Any regular reader of the WWN will have noticed that stories about the continuing closure of the inpatient ward of our town’s hospital have seldom been far from its pages over the past few months.

And last Wednesday’s May 29 edition bore this out in two separate pieces, following a statement issued to Wellington Town Council this week by Lucy Nicholls, on behalf of our local NHS trust. She hopes the town hospital will re-open in September 2019 as planned but her announcement was greeted with scepticism by many on the council.

And this is hardly surprising, given how cash-strapped our whole NHS is, due to the current Conservative government’s short-sighted austerity measures which are inevitably leading to staff shortages, both here in Wellington and in 140,000 unfilled posts nationwide.

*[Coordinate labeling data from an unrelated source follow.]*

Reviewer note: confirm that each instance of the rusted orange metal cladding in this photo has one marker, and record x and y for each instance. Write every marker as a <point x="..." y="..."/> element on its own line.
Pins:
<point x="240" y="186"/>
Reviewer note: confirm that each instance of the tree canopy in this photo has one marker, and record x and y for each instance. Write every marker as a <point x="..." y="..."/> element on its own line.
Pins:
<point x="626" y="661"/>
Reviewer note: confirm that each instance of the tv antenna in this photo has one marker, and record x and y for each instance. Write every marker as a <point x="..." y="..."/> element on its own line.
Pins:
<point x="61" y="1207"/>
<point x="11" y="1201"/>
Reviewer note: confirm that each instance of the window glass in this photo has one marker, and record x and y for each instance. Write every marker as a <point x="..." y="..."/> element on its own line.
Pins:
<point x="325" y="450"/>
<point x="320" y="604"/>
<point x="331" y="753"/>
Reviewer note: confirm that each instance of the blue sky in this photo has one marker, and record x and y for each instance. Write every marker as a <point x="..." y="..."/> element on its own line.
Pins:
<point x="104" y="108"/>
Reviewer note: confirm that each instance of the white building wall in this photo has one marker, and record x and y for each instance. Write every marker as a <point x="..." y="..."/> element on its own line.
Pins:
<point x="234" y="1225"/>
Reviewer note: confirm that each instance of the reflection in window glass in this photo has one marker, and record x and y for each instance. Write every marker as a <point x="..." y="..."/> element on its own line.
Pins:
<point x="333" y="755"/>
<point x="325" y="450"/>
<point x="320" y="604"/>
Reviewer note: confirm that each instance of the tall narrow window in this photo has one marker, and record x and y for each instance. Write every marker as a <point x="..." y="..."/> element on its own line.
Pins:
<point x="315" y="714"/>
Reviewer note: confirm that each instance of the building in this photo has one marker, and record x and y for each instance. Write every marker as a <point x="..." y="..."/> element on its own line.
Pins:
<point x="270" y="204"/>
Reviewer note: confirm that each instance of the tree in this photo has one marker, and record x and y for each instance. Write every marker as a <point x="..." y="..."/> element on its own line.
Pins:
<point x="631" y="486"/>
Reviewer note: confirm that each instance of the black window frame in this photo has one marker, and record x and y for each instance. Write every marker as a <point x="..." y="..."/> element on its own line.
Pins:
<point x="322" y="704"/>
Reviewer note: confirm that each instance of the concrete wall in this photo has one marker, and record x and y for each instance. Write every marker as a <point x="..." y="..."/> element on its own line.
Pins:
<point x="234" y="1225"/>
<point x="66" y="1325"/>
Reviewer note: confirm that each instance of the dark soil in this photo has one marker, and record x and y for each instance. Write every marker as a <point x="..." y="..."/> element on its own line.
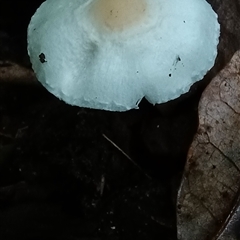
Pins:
<point x="61" y="176"/>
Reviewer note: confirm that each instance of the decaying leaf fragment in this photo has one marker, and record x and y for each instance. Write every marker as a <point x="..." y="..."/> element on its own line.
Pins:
<point x="209" y="193"/>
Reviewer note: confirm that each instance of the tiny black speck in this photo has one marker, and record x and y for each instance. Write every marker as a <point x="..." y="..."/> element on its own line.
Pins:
<point x="42" y="58"/>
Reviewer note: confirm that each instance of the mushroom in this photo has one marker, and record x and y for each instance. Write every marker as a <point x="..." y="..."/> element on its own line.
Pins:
<point x="109" y="54"/>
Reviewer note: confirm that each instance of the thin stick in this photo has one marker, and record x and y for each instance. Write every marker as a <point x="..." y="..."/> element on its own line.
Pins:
<point x="115" y="145"/>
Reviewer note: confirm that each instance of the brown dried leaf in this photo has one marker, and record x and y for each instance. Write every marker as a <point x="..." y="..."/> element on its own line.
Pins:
<point x="211" y="180"/>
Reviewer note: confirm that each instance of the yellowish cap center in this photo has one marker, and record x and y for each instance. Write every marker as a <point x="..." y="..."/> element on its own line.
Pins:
<point x="119" y="14"/>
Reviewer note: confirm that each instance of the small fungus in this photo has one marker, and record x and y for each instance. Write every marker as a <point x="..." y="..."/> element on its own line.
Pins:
<point x="109" y="54"/>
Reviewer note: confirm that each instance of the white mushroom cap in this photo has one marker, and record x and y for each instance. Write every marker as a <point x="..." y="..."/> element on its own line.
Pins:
<point x="109" y="54"/>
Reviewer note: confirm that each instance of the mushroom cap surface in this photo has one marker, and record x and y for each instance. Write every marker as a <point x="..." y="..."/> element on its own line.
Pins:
<point x="93" y="54"/>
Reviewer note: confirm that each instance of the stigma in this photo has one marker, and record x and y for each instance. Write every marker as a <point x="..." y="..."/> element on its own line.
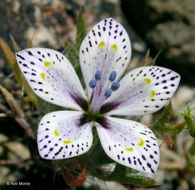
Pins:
<point x="103" y="85"/>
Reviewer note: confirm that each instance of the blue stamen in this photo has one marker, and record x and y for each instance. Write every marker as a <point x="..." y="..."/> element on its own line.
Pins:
<point x="112" y="76"/>
<point x="98" y="75"/>
<point x="108" y="92"/>
<point x="92" y="83"/>
<point x="115" y="86"/>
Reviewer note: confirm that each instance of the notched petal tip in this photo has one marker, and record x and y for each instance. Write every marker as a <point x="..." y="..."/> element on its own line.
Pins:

Indeed Chard hospital faces a similar closure. There is a train of thought that with an ever-increasing trend towards centralisation of healthcare services, we may be seeing a situation where smaller, local hospitals are being gradually ‘edited out of the picture’ in favour of larger neighbouring establishments.

Sufficient funding for our local Wellington Community Hospital may well be facing competition from a new stroke rehabilitation facility being planned for Somerset.

And in a perfect world, of course, we shouldn’t need to prioritise in this way. Clearly the stroke centre is very much needed but we the public shouldn’t be asked to choose one important healthcare facility at the expense – literally – of the other.

To this end, the Lib Dems have long been advocating a minimal 1p in the £1 hike on income tax to pay for our NHS which many of us, including myself, would be only too pleased to see happen, particularly in view of a steeply ageing population in the coming years, whose needs are set to increase, rather than do the opposite.